Even before The Child, however, every cleaning was a gore-fest; every x-ray ended in the dentist tallying all the cavities to his assistant while I wept into my blood-soaked bib. Not surprisingly, these ordeals resulted in me not wanting to go to the dentist anymore. Did you know that if you don’t go to the dentist, your teeth will not magically remain okay? And then when you go back they can’t even believe how messed up your mouth is, or that you’re still alive or able to eat anything chewier than pudding?  

About three years ago I started the ol’ Paleo diet. I really liked it. I still like it. I would call myself, right now, Paleo-ish: mostly Paleo, with the occasional off-roading because life's too short not to eat cheese. The only thing I really, really avoid is wheat. I won’t claim real intolerance, but if I have wheat I feel bad. (It's easy to avoid something when you get bloated and depressed afterward.) Since the Paleo-ish eating, my checkups have become startlingly less terrible. The cleanings were still pretty dramatic, but I had zero cavities.  I think it’s safe to assume that wheat (or, more precisely, the wheaty treats—brownies/cookies/cakes/crackers) is problematic for me. 
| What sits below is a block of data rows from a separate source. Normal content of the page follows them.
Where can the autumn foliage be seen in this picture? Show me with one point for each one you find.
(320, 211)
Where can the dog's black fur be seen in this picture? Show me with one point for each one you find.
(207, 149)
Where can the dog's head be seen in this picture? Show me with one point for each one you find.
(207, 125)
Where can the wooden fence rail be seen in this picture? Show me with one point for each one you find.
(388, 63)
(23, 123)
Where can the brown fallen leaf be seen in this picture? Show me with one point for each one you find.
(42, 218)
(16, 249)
The real change, however, started about eight months ago,with this new regimen.  It was created by Dr. Ellie Phillips, DDS, and it goes a little something like this: 

1. Rinse with CloSYS. (I had never heard of this before, but it’s available online; I've also found it at CVS.) 

2. Brush. 

3. Rinse with Listerine. 

4. Rinse with Act Fluoride Rinse. 

And that's it. 

(If you’re looking for reasoning and/or details, I strongly recommend looking at her site. There’s good information in there. Go on. There are details, like only using regular Crest paste and replacing your toothbrush frequently. Dr. Phillips is also an enthusiastic advocate of supplementing with xylitol, which is a thing I keep forgetting to do. I am not a perfect disciple.)  

You’ll notice there’s no flossing in there. I still sort of floss, but that’s because most of my mouth is made up of crowns and play-dough, and I feel weird if I don’t. If I’m in a rush, however, I do the rinsing and skip the flossing. 
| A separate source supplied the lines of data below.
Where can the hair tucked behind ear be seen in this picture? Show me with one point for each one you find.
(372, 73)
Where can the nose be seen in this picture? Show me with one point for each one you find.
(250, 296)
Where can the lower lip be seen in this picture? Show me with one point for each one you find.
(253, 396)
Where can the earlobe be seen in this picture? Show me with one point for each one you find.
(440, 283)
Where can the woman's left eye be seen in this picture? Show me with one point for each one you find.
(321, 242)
ANYWAY I went for a checkup about a month into this new routine, climbed into the dentist chair, braced myself for an hour of gore and mayhem, and experienced…not much. A little bleeding, a sensitive area here and there, but I never even once prayed to God and all the saints in heaven. This was a strange and new world. 

Then the hygienist said something. Her mouth opened, and she said, “You’re doing a good job.” 
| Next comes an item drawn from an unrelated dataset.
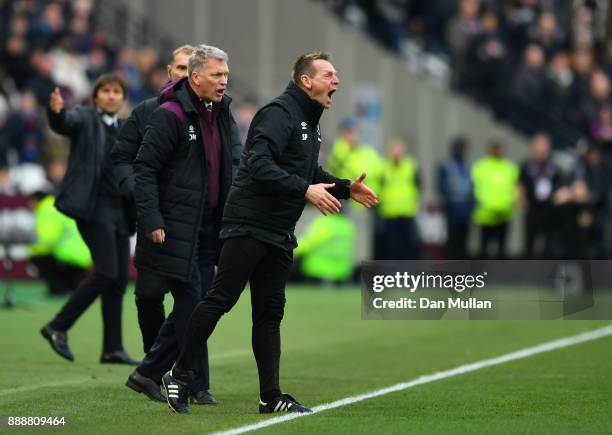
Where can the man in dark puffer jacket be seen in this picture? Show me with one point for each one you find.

You’re. Doing. A. Good. Job. 

I have never heard anyone in a dentist’s office say this to me. Never. And I was. I was ever so good. I was flossing like a pro and brushing for two straight minutes twice a day with my soft-bristled brush. I followed the rules. And still the hygienist would lecture me after each torture session about the importance of flossing. She would make me hold a mirror in front of my face while she demonstrated proper flossing technique on me and I’d try to say, “I know! I floss like that!” But my mouth was full of her hands! 

Not only was I told that I was “doing a good job,” (I might have asked her to repeat it, a few times) there were (again!) no cavities. I was so excited leaving the dentist’s office that I almost ran home to write this blog post ordering everyone to do what I’m doing. But I thought I should wait. I had only been using the rinses for a month or so. Maybe it was a fluke. Maybe I was drunk. You just never know with me. 

Fast forward to today, the day of my next checkup.  I am here to tell you that this cleaning was … I don't even...there are no words. It was painless. I’ve had haircuts that felt worse. It felt like someone was just...brushing and flossing for me. How nice of them! While I have my hands free, for knitting! There was no bleeding, no sensitivity. I didn’t pray. I didn’t sweat. I didn't cry/laugh. The hygienist said everything was “perfect.”  I might have teared up. My dentist told me that I've halted my gum recession. Once again there were no cavities, and then he and the nurse held me in their arms and declared me their favorite patient ever. Then they made all the other patients come in to admire me. It took a while.  

I'm not being compensated for this post. I just can’t keep this to myself. Again, I think the reduction in sugar intake was a huge help. I don’t blame you if you don’t want to hear that part. (Did you just slam your laptop down and run to your bundt cake for comfort? I get it. Bundt cakes are delicious.) But the rinses were definitely instrumental in making my cleanings less...instrumental. Will they help you? I have no idea, but I don't see why not, and I don’t think it can hurt.